For years, Chinese tech companies pioneered AI applications used in computer vision, like facial recognition. But OpenAI's release of ChatGPT prompted a reckoning. When no Chinese company immediately released anything comparable, many concluded that American companies had a lead in advanced AI.
In China, computer scientists were determined to prove they could compete. In 2023, many companies in China released their own large language models, the technology that underpins chatbots like ChatGPT.
But making advanced models would require using a large number of chips that would cost hundreds of millions of dollars.
High-Flyer was spending, too. By 2021, it was one of just a handful of Chinese companies that had been able to stockpile more than 10,000 advanced Nvidia A100 chips.
Yet DeepSeek's research gave it a surprising advantage. Last year, it dramatically cut the prices it charged developers who build applications using its model, prompting a price war with larger rivals.
Wang said there was little discussion of commercial applications for the technology they were building. Instead, he said, the company was focused on making an AI system that could be used by a range of people for many purposes.
"During my time there, we did not talk much about how we make money," Wang said. "They just focused on making a great foundation model."
A crucial part of DeepSeek's popularity is that it has made its developers' work public. This kind of information sharing, called open source, has been a cornerstone of the development of computer software, the internet and now artificial intelligence.
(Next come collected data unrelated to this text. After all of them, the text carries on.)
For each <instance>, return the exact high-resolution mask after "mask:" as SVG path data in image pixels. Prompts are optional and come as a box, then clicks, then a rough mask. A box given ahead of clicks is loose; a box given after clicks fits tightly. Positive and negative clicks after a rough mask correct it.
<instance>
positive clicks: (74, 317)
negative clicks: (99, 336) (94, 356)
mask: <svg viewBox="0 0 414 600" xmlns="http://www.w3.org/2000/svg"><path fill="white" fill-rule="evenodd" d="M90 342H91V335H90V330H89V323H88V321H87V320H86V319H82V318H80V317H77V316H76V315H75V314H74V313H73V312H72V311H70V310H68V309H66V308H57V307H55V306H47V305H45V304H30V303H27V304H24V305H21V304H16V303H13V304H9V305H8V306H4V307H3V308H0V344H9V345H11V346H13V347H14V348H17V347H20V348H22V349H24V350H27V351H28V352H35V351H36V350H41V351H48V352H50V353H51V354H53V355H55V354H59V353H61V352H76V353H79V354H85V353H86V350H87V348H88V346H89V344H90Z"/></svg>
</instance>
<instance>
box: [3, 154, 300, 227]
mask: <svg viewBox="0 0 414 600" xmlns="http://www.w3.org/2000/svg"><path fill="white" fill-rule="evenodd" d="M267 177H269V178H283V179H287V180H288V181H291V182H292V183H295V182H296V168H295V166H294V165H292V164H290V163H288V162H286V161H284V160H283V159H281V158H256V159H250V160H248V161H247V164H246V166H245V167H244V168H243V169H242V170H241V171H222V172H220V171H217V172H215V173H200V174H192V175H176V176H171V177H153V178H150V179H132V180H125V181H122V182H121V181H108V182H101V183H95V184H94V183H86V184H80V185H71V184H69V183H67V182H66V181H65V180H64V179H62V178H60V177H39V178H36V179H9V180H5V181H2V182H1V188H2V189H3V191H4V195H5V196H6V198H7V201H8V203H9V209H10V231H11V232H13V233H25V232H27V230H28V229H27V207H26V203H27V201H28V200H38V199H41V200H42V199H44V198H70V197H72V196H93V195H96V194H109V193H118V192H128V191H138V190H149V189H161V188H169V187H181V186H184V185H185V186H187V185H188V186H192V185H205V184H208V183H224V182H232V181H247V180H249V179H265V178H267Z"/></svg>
In the United States, AI researchers and entrepreneurs have long followed the progress of DeepSeek's technology. Last year, the company turned heads when it released systems designed to generate their own computer programs.
A new challenge for the company may come with its new high profile. The same day it released R1, the model behind its new chatbot, last week, Liang appeared at a round table discussion with Li Qiang, China's premier.
DeepSeek's sudden popularity has thrust it to the center of the Chinese Communist Party's efforts to spur innovation, and that could prove difficult to manage, said Jimmy Goodrich, a senior adviser for technology analysis to the RAND Corp., a federally funded think tank. "It's a big predicament for DeepSeek. I'm sure they weren't on the government's five-year plan," he said.
"Can they maintain this chaotic carefree vision when both the party and the world is watching?" Goodrich asked.